S4 onto S3 Visualisation

A web app I created to aid in visualising the surjective map from $S_4$ onto $S_3$. It can be found here:

https://dylanjohnston.github.io/S4ontoS3visualisation

The repository is made up of three main parts:

./GIFs directory

This directory contains 24 .gif files, each of which is an animation showing the action of an element of $S_4$ on the vertices of a regular tetrahedron.

animations.py

This Python file contains the code used to produce the 24 animations. It works by defining a $3$d linear transformation $T$ representing the action of each element of $S_4$. Then, a path from the identity to $T$ is defined via $(1-a)\text{Id} + aT$. Each "frame" corresponds to a value of $a \in [0,1]$. The animation is created by finding the image of the tetrahedron under an evenly spaced sample of points along this path and stitching them together using matplotlib.animation.

Another fun problem was determining whether edges should be drawn using solid or dotted lines. This was accomplished using linear algebra and concepts involving convex hulls. Roughly, each face of the tetrahedron defines a plane, and each point along an edge defines a line passing through the camera's position and the point. The intersection of this line and the plane was found, and it was then checked if the intersection point lay on the face. This was done using some theory involving convex hulls and linear programming. If a sample point along a given edge produced an intersection point lying within the convex hull, the edge was considered hidden and was drawn using a dotted line.

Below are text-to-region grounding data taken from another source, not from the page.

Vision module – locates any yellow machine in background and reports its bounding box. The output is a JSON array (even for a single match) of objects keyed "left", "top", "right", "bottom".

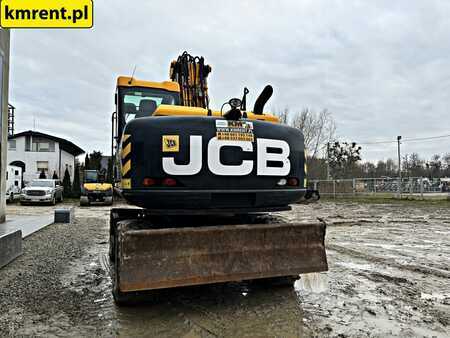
[{"left": 80, "top": 170, "right": 113, "bottom": 206}]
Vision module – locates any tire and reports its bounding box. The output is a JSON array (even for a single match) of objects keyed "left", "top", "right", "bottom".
[
  {"left": 106, "top": 196, "right": 114, "bottom": 206},
  {"left": 111, "top": 234, "right": 151, "bottom": 306},
  {"left": 109, "top": 233, "right": 115, "bottom": 261},
  {"left": 80, "top": 196, "right": 90, "bottom": 207},
  {"left": 111, "top": 230, "right": 133, "bottom": 305}
]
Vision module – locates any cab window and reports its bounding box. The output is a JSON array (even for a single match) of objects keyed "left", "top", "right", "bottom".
[{"left": 120, "top": 87, "right": 180, "bottom": 123}]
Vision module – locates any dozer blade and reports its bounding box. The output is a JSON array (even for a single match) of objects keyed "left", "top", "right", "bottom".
[{"left": 115, "top": 221, "right": 327, "bottom": 292}]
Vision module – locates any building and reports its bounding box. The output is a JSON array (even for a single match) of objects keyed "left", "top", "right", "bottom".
[
  {"left": 8, "top": 130, "right": 84, "bottom": 184},
  {"left": 0, "top": 29, "right": 10, "bottom": 223}
]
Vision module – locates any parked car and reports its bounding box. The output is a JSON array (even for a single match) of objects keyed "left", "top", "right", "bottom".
[{"left": 20, "top": 179, "right": 63, "bottom": 205}]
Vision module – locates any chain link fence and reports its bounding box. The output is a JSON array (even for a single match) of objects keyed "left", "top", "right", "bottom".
[{"left": 310, "top": 177, "right": 450, "bottom": 199}]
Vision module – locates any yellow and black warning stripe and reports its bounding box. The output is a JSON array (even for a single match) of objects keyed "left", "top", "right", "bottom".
[{"left": 121, "top": 134, "right": 132, "bottom": 188}]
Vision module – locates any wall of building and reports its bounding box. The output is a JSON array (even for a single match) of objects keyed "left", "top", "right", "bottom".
[
  {"left": 60, "top": 149, "right": 75, "bottom": 179},
  {"left": 8, "top": 136, "right": 76, "bottom": 183},
  {"left": 0, "top": 29, "right": 10, "bottom": 223}
]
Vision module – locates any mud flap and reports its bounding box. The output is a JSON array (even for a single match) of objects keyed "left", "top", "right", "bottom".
[{"left": 115, "top": 220, "right": 327, "bottom": 293}]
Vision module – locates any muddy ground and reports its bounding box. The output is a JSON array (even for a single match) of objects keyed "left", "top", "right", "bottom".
[{"left": 0, "top": 200, "right": 449, "bottom": 337}]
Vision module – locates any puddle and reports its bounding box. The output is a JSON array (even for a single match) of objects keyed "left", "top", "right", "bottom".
[{"left": 295, "top": 273, "right": 328, "bottom": 294}]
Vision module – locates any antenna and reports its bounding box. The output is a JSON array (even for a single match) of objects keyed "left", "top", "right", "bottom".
[
  {"left": 33, "top": 113, "right": 36, "bottom": 130},
  {"left": 128, "top": 65, "right": 137, "bottom": 84}
]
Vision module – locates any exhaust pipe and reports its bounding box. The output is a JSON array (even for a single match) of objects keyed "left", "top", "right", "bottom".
[{"left": 253, "top": 85, "right": 273, "bottom": 115}]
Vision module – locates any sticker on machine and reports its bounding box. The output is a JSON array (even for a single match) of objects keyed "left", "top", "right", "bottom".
[
  {"left": 215, "top": 120, "right": 254, "bottom": 142},
  {"left": 162, "top": 135, "right": 180, "bottom": 152}
]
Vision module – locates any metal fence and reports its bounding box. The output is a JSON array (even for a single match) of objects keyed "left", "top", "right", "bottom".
[{"left": 309, "top": 177, "right": 449, "bottom": 199}]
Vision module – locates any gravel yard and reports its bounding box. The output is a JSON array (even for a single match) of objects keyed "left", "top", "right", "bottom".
[{"left": 0, "top": 200, "right": 448, "bottom": 337}]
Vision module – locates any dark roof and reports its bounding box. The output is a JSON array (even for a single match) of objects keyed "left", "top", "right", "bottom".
[{"left": 9, "top": 130, "right": 85, "bottom": 156}]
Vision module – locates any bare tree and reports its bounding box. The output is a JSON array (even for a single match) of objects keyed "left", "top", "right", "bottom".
[
  {"left": 272, "top": 107, "right": 336, "bottom": 179},
  {"left": 273, "top": 107, "right": 290, "bottom": 125},
  {"left": 290, "top": 108, "right": 336, "bottom": 158}
]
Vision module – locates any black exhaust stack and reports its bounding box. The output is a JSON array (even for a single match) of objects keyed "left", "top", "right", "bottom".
[{"left": 253, "top": 85, "right": 273, "bottom": 115}]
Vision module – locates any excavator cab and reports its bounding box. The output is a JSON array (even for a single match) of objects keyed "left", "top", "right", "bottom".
[{"left": 114, "top": 78, "right": 180, "bottom": 140}]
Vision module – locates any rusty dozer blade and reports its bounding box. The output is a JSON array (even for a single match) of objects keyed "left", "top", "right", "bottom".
[{"left": 115, "top": 220, "right": 327, "bottom": 293}]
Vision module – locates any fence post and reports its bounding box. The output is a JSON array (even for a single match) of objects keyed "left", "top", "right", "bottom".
[
  {"left": 352, "top": 178, "right": 356, "bottom": 197},
  {"left": 420, "top": 177, "right": 424, "bottom": 200},
  {"left": 409, "top": 178, "right": 413, "bottom": 196},
  {"left": 333, "top": 180, "right": 336, "bottom": 199},
  {"left": 374, "top": 178, "right": 377, "bottom": 194}
]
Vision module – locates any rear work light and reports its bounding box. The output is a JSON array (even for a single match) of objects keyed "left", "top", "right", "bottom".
[
  {"left": 161, "top": 178, "right": 177, "bottom": 187},
  {"left": 143, "top": 178, "right": 156, "bottom": 187},
  {"left": 287, "top": 178, "right": 299, "bottom": 186}
]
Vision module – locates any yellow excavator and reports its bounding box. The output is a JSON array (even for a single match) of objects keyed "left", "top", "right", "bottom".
[
  {"left": 110, "top": 52, "right": 326, "bottom": 303},
  {"left": 80, "top": 169, "right": 113, "bottom": 206}
]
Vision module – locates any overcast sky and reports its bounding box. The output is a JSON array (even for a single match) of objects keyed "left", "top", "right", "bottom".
[{"left": 9, "top": 0, "right": 450, "bottom": 162}]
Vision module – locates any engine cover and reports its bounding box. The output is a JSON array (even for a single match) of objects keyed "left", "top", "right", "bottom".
[{"left": 120, "top": 116, "right": 306, "bottom": 210}]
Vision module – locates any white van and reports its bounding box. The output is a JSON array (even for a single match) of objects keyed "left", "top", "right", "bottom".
[{"left": 6, "top": 165, "right": 22, "bottom": 202}]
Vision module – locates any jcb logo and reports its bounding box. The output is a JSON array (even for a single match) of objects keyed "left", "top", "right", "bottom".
[
  {"left": 162, "top": 136, "right": 290, "bottom": 176},
  {"left": 162, "top": 135, "right": 179, "bottom": 152}
]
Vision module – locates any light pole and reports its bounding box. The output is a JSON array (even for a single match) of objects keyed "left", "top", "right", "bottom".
[
  {"left": 326, "top": 142, "right": 331, "bottom": 180},
  {"left": 397, "top": 136, "right": 402, "bottom": 198}
]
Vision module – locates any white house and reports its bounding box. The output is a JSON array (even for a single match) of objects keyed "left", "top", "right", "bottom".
[{"left": 7, "top": 130, "right": 84, "bottom": 184}]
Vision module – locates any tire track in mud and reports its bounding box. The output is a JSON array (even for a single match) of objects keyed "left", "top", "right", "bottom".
[
  {"left": 3, "top": 201, "right": 449, "bottom": 337},
  {"left": 290, "top": 202, "right": 450, "bottom": 337},
  {"left": 327, "top": 244, "right": 450, "bottom": 279}
]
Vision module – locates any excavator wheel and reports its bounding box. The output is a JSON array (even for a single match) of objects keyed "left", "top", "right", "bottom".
[
  {"left": 111, "top": 215, "right": 163, "bottom": 306},
  {"left": 109, "top": 208, "right": 141, "bottom": 261},
  {"left": 106, "top": 196, "right": 114, "bottom": 206},
  {"left": 80, "top": 196, "right": 90, "bottom": 207},
  {"left": 112, "top": 252, "right": 143, "bottom": 305}
]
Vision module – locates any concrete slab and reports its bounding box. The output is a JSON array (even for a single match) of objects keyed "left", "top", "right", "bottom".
[
  {"left": 0, "top": 214, "right": 54, "bottom": 238},
  {"left": 0, "top": 230, "right": 22, "bottom": 268},
  {"left": 54, "top": 208, "right": 74, "bottom": 223},
  {"left": 0, "top": 214, "right": 53, "bottom": 269}
]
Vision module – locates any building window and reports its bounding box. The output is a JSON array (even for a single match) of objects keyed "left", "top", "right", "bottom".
[
  {"left": 36, "top": 161, "right": 49, "bottom": 173},
  {"left": 32, "top": 138, "right": 55, "bottom": 152},
  {"left": 25, "top": 136, "right": 31, "bottom": 151},
  {"left": 14, "top": 170, "right": 19, "bottom": 175},
  {"left": 8, "top": 139, "right": 16, "bottom": 150},
  {"left": 38, "top": 142, "right": 50, "bottom": 151}
]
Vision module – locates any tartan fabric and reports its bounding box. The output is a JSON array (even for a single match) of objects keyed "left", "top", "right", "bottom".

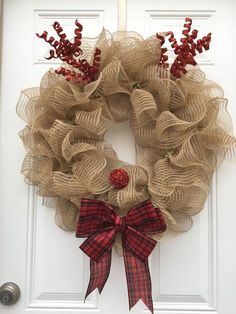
[
  {"left": 123, "top": 248, "right": 153, "bottom": 313},
  {"left": 76, "top": 199, "right": 167, "bottom": 314},
  {"left": 85, "top": 251, "right": 112, "bottom": 299}
]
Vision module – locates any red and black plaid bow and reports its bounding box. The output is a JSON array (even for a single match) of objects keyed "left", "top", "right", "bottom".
[{"left": 76, "top": 199, "right": 166, "bottom": 314}]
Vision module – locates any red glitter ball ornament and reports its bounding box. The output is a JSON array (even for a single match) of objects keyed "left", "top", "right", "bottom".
[{"left": 109, "top": 169, "right": 129, "bottom": 189}]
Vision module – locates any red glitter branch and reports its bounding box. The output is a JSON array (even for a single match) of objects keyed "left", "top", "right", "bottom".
[
  {"left": 156, "top": 17, "right": 212, "bottom": 78},
  {"left": 156, "top": 34, "right": 169, "bottom": 67},
  {"left": 36, "top": 20, "right": 101, "bottom": 83}
]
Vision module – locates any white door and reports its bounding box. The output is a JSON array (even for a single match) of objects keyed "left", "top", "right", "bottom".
[{"left": 0, "top": 1, "right": 236, "bottom": 314}]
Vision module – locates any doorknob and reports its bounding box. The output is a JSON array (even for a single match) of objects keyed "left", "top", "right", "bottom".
[{"left": 0, "top": 282, "right": 21, "bottom": 305}]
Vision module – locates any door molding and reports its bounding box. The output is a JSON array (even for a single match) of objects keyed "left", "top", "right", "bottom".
[
  {"left": 0, "top": 0, "right": 2, "bottom": 85},
  {"left": 118, "top": 0, "right": 126, "bottom": 30}
]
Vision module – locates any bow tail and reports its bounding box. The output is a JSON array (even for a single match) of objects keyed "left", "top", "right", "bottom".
[
  {"left": 85, "top": 251, "right": 112, "bottom": 300},
  {"left": 123, "top": 249, "right": 154, "bottom": 314}
]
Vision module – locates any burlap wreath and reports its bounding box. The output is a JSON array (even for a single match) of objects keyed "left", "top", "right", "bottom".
[{"left": 17, "top": 18, "right": 236, "bottom": 243}]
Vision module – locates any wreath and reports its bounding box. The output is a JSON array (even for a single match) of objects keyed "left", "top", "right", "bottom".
[{"left": 17, "top": 18, "right": 236, "bottom": 313}]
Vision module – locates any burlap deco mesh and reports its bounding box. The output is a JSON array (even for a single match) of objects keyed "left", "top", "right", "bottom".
[{"left": 17, "top": 30, "right": 236, "bottom": 239}]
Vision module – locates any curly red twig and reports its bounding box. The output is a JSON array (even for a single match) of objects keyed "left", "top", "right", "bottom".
[
  {"left": 156, "top": 34, "right": 169, "bottom": 67},
  {"left": 156, "top": 17, "right": 212, "bottom": 78},
  {"left": 36, "top": 20, "right": 101, "bottom": 83}
]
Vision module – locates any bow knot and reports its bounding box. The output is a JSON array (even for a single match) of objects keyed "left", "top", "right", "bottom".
[{"left": 114, "top": 215, "right": 125, "bottom": 233}]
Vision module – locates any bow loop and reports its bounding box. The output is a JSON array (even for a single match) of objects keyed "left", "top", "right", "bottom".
[
  {"left": 125, "top": 199, "right": 167, "bottom": 235},
  {"left": 76, "top": 199, "right": 117, "bottom": 237}
]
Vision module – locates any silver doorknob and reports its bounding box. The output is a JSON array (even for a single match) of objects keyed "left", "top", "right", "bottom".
[{"left": 0, "top": 282, "right": 21, "bottom": 305}]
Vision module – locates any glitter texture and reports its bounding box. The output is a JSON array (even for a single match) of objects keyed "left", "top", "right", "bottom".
[{"left": 109, "top": 169, "right": 129, "bottom": 189}]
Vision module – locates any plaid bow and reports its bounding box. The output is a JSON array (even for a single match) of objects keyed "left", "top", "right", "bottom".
[{"left": 76, "top": 199, "right": 166, "bottom": 314}]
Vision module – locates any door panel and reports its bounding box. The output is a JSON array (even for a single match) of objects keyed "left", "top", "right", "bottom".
[
  {"left": 127, "top": 1, "right": 236, "bottom": 313},
  {"left": 0, "top": 1, "right": 120, "bottom": 314}
]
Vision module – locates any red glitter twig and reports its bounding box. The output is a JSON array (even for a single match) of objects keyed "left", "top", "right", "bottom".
[
  {"left": 36, "top": 20, "right": 101, "bottom": 83},
  {"left": 156, "top": 17, "right": 212, "bottom": 78},
  {"left": 156, "top": 34, "right": 169, "bottom": 67}
]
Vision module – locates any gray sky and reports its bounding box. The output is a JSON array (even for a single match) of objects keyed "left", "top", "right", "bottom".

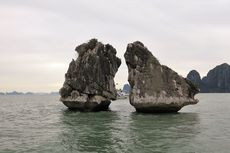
[{"left": 1, "top": 0, "right": 230, "bottom": 92}]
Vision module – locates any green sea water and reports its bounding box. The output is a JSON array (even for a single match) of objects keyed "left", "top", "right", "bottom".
[{"left": 0, "top": 94, "right": 230, "bottom": 153}]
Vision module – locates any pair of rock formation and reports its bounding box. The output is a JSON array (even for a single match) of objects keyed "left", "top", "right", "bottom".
[{"left": 59, "top": 39, "right": 199, "bottom": 113}]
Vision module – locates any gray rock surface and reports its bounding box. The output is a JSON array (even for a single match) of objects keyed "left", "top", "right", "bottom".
[
  {"left": 60, "top": 39, "right": 121, "bottom": 111},
  {"left": 124, "top": 41, "right": 199, "bottom": 113}
]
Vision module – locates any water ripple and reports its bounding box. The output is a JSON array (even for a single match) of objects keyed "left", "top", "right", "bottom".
[{"left": 0, "top": 94, "right": 230, "bottom": 153}]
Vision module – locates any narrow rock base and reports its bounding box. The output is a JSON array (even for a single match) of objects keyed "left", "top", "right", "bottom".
[
  {"left": 135, "top": 106, "right": 181, "bottom": 113},
  {"left": 131, "top": 99, "right": 198, "bottom": 113},
  {"left": 62, "top": 100, "right": 111, "bottom": 112}
]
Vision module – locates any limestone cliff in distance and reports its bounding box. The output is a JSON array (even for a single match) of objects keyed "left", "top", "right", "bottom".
[
  {"left": 187, "top": 63, "right": 230, "bottom": 93},
  {"left": 122, "top": 84, "right": 130, "bottom": 93},
  {"left": 59, "top": 39, "right": 121, "bottom": 111},
  {"left": 124, "top": 41, "right": 199, "bottom": 113}
]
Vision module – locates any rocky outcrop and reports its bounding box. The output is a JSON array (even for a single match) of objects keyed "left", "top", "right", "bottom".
[
  {"left": 124, "top": 41, "right": 199, "bottom": 113},
  {"left": 204, "top": 63, "right": 230, "bottom": 92},
  {"left": 59, "top": 39, "right": 121, "bottom": 111},
  {"left": 187, "top": 63, "right": 230, "bottom": 93},
  {"left": 186, "top": 70, "right": 206, "bottom": 92},
  {"left": 187, "top": 70, "right": 202, "bottom": 86}
]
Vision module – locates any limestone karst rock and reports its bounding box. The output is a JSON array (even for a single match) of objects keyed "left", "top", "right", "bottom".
[
  {"left": 124, "top": 41, "right": 199, "bottom": 113},
  {"left": 59, "top": 39, "right": 121, "bottom": 111},
  {"left": 187, "top": 70, "right": 202, "bottom": 86},
  {"left": 187, "top": 70, "right": 206, "bottom": 92},
  {"left": 203, "top": 63, "right": 230, "bottom": 92},
  {"left": 187, "top": 63, "right": 230, "bottom": 93},
  {"left": 122, "top": 84, "right": 130, "bottom": 93}
]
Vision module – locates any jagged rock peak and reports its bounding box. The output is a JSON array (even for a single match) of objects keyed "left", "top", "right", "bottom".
[
  {"left": 125, "top": 41, "right": 160, "bottom": 69},
  {"left": 124, "top": 41, "right": 199, "bottom": 113},
  {"left": 59, "top": 38, "right": 121, "bottom": 111},
  {"left": 75, "top": 39, "right": 117, "bottom": 57}
]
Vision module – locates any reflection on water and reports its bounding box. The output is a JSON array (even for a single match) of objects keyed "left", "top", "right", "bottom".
[
  {"left": 128, "top": 112, "right": 200, "bottom": 153},
  {"left": 1, "top": 94, "right": 230, "bottom": 153},
  {"left": 60, "top": 110, "right": 119, "bottom": 153},
  {"left": 59, "top": 102, "right": 200, "bottom": 153}
]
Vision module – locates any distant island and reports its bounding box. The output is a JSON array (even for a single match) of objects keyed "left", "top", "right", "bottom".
[
  {"left": 0, "top": 91, "right": 59, "bottom": 95},
  {"left": 187, "top": 63, "right": 230, "bottom": 93},
  {"left": 122, "top": 84, "right": 130, "bottom": 94}
]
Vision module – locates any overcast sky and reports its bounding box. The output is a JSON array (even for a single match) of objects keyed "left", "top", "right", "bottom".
[{"left": 1, "top": 0, "right": 230, "bottom": 92}]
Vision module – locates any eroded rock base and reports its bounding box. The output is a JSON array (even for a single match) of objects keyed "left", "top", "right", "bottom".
[
  {"left": 62, "top": 100, "right": 111, "bottom": 112},
  {"left": 135, "top": 107, "right": 181, "bottom": 113}
]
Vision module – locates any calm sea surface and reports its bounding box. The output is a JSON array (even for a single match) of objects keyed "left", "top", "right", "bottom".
[{"left": 0, "top": 94, "right": 230, "bottom": 153}]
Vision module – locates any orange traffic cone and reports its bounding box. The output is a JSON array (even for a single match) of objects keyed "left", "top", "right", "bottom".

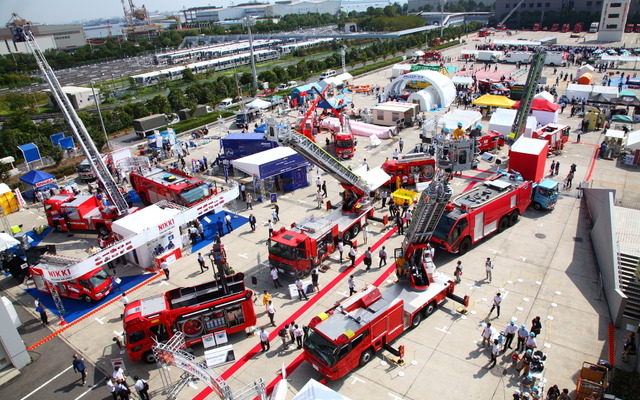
[{"left": 58, "top": 314, "right": 67, "bottom": 326}]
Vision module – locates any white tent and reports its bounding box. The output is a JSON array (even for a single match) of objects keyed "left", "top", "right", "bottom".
[
  {"left": 626, "top": 129, "right": 640, "bottom": 151},
  {"left": 0, "top": 233, "right": 19, "bottom": 251},
  {"left": 489, "top": 109, "right": 537, "bottom": 136},
  {"left": 247, "top": 98, "right": 271, "bottom": 110},
  {"left": 566, "top": 84, "right": 619, "bottom": 102},
  {"left": 440, "top": 109, "right": 482, "bottom": 131},
  {"left": 576, "top": 64, "right": 595, "bottom": 78},
  {"left": 292, "top": 379, "right": 352, "bottom": 400},
  {"left": 452, "top": 76, "right": 474, "bottom": 86},
  {"left": 391, "top": 64, "right": 412, "bottom": 78},
  {"left": 534, "top": 91, "right": 555, "bottom": 103},
  {"left": 384, "top": 70, "right": 456, "bottom": 111},
  {"left": 412, "top": 50, "right": 425, "bottom": 57}
]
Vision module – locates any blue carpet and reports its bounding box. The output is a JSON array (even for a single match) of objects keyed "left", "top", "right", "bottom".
[
  {"left": 25, "top": 226, "right": 53, "bottom": 247},
  {"left": 191, "top": 211, "right": 249, "bottom": 253},
  {"left": 24, "top": 273, "right": 153, "bottom": 323}
]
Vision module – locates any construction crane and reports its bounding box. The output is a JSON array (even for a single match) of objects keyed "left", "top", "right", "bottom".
[
  {"left": 496, "top": 0, "right": 526, "bottom": 29},
  {"left": 508, "top": 49, "right": 545, "bottom": 145},
  {"left": 8, "top": 14, "right": 130, "bottom": 216}
]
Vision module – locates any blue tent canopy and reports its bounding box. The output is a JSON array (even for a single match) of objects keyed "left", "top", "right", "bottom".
[
  {"left": 17, "top": 143, "right": 41, "bottom": 163},
  {"left": 290, "top": 83, "right": 322, "bottom": 101},
  {"left": 20, "top": 170, "right": 56, "bottom": 187}
]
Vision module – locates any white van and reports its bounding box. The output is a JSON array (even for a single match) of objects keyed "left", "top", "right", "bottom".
[
  {"left": 502, "top": 51, "right": 533, "bottom": 64},
  {"left": 319, "top": 70, "right": 336, "bottom": 80},
  {"left": 216, "top": 98, "right": 235, "bottom": 109},
  {"left": 277, "top": 81, "right": 298, "bottom": 91}
]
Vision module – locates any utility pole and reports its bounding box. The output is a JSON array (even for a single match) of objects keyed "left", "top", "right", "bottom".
[
  {"left": 243, "top": 16, "right": 259, "bottom": 90},
  {"left": 341, "top": 46, "right": 347, "bottom": 74},
  {"left": 440, "top": 0, "right": 445, "bottom": 38}
]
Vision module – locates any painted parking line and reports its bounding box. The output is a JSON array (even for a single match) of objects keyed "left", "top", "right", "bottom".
[{"left": 20, "top": 365, "right": 73, "bottom": 400}]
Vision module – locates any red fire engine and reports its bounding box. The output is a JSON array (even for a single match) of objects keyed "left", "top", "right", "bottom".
[
  {"left": 381, "top": 153, "right": 436, "bottom": 188},
  {"left": 533, "top": 23, "right": 541, "bottom": 31},
  {"left": 573, "top": 23, "right": 584, "bottom": 33},
  {"left": 44, "top": 192, "right": 129, "bottom": 236},
  {"left": 532, "top": 123, "right": 570, "bottom": 154},
  {"left": 303, "top": 174, "right": 469, "bottom": 380},
  {"left": 551, "top": 23, "right": 560, "bottom": 31},
  {"left": 477, "top": 131, "right": 506, "bottom": 153},
  {"left": 130, "top": 167, "right": 214, "bottom": 207},
  {"left": 123, "top": 272, "right": 256, "bottom": 363},
  {"left": 30, "top": 254, "right": 113, "bottom": 302},
  {"left": 265, "top": 119, "right": 389, "bottom": 275},
  {"left": 430, "top": 175, "right": 532, "bottom": 254},
  {"left": 562, "top": 24, "right": 570, "bottom": 32}
]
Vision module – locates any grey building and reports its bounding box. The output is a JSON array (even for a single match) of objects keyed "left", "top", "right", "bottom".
[
  {"left": 408, "top": 0, "right": 495, "bottom": 12},
  {"left": 0, "top": 24, "right": 86, "bottom": 54}
]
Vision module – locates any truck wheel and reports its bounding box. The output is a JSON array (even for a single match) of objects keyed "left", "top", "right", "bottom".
[
  {"left": 359, "top": 349, "right": 374, "bottom": 366},
  {"left": 424, "top": 301, "right": 436, "bottom": 317},
  {"left": 97, "top": 224, "right": 109, "bottom": 236},
  {"left": 497, "top": 216, "right": 509, "bottom": 233},
  {"left": 82, "top": 295, "right": 93, "bottom": 303},
  {"left": 509, "top": 211, "right": 519, "bottom": 226},
  {"left": 54, "top": 222, "right": 64, "bottom": 232},
  {"left": 350, "top": 224, "right": 361, "bottom": 238},
  {"left": 343, "top": 231, "right": 352, "bottom": 242},
  {"left": 458, "top": 237, "right": 471, "bottom": 255},
  {"left": 143, "top": 351, "right": 156, "bottom": 364},
  {"left": 533, "top": 202, "right": 542, "bottom": 211},
  {"left": 411, "top": 313, "right": 422, "bottom": 328}
]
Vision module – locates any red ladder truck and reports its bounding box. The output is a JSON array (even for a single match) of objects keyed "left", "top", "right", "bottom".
[
  {"left": 123, "top": 272, "right": 256, "bottom": 363},
  {"left": 302, "top": 173, "right": 469, "bottom": 380},
  {"left": 265, "top": 118, "right": 390, "bottom": 276}
]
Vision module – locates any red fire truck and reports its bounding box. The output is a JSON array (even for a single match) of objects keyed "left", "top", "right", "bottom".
[
  {"left": 532, "top": 123, "right": 570, "bottom": 154},
  {"left": 573, "top": 23, "right": 584, "bottom": 33},
  {"left": 533, "top": 23, "right": 541, "bottom": 31},
  {"left": 303, "top": 174, "right": 469, "bottom": 380},
  {"left": 123, "top": 273, "right": 256, "bottom": 363},
  {"left": 562, "top": 24, "right": 570, "bottom": 32},
  {"left": 627, "top": 24, "right": 635, "bottom": 33},
  {"left": 130, "top": 167, "right": 214, "bottom": 207},
  {"left": 477, "top": 131, "right": 506, "bottom": 153},
  {"left": 430, "top": 175, "right": 532, "bottom": 254},
  {"left": 551, "top": 24, "right": 560, "bottom": 31},
  {"left": 44, "top": 193, "right": 127, "bottom": 235},
  {"left": 381, "top": 153, "right": 436, "bottom": 188}
]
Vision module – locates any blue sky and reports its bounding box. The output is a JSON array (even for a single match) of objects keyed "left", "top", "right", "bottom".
[{"left": 3, "top": 0, "right": 233, "bottom": 25}]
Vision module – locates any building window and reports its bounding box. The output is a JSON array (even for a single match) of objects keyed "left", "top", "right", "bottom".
[
  {"left": 610, "top": 3, "right": 621, "bottom": 7},
  {"left": 596, "top": 1, "right": 602, "bottom": 5},
  {"left": 506, "top": 3, "right": 511, "bottom": 7},
  {"left": 537, "top": 2, "right": 542, "bottom": 6},
  {"left": 609, "top": 13, "right": 620, "bottom": 18},
  {"left": 529, "top": 2, "right": 534, "bottom": 7},
  {"left": 522, "top": 3, "right": 526, "bottom": 7},
  {"left": 606, "top": 24, "right": 618, "bottom": 29},
  {"left": 545, "top": 2, "right": 550, "bottom": 6}
]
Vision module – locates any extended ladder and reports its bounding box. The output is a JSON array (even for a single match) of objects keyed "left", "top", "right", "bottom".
[
  {"left": 509, "top": 49, "right": 545, "bottom": 144},
  {"left": 401, "top": 171, "right": 452, "bottom": 256},
  {"left": 9, "top": 15, "right": 129, "bottom": 216}
]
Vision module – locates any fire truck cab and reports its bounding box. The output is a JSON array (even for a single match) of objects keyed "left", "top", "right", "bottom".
[
  {"left": 30, "top": 265, "right": 113, "bottom": 303},
  {"left": 44, "top": 193, "right": 121, "bottom": 236},
  {"left": 381, "top": 154, "right": 436, "bottom": 188},
  {"left": 123, "top": 273, "right": 256, "bottom": 363}
]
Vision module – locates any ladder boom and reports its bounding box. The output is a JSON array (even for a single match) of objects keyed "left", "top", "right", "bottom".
[{"left": 509, "top": 49, "right": 545, "bottom": 144}]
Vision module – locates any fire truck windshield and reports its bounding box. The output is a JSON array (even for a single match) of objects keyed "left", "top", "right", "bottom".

The web files (HTML, JS, PNG)

The JS is used to dynamically update the $S_4$ elements throughout the webpage based on the notation type selected. Further, once an element of $S_4$ is selected, the JS script updates the animation being displayed, the image of the element under the map, and the explicit descriptions of the elements (i.e., describing where the elements send each member of the acted-on set).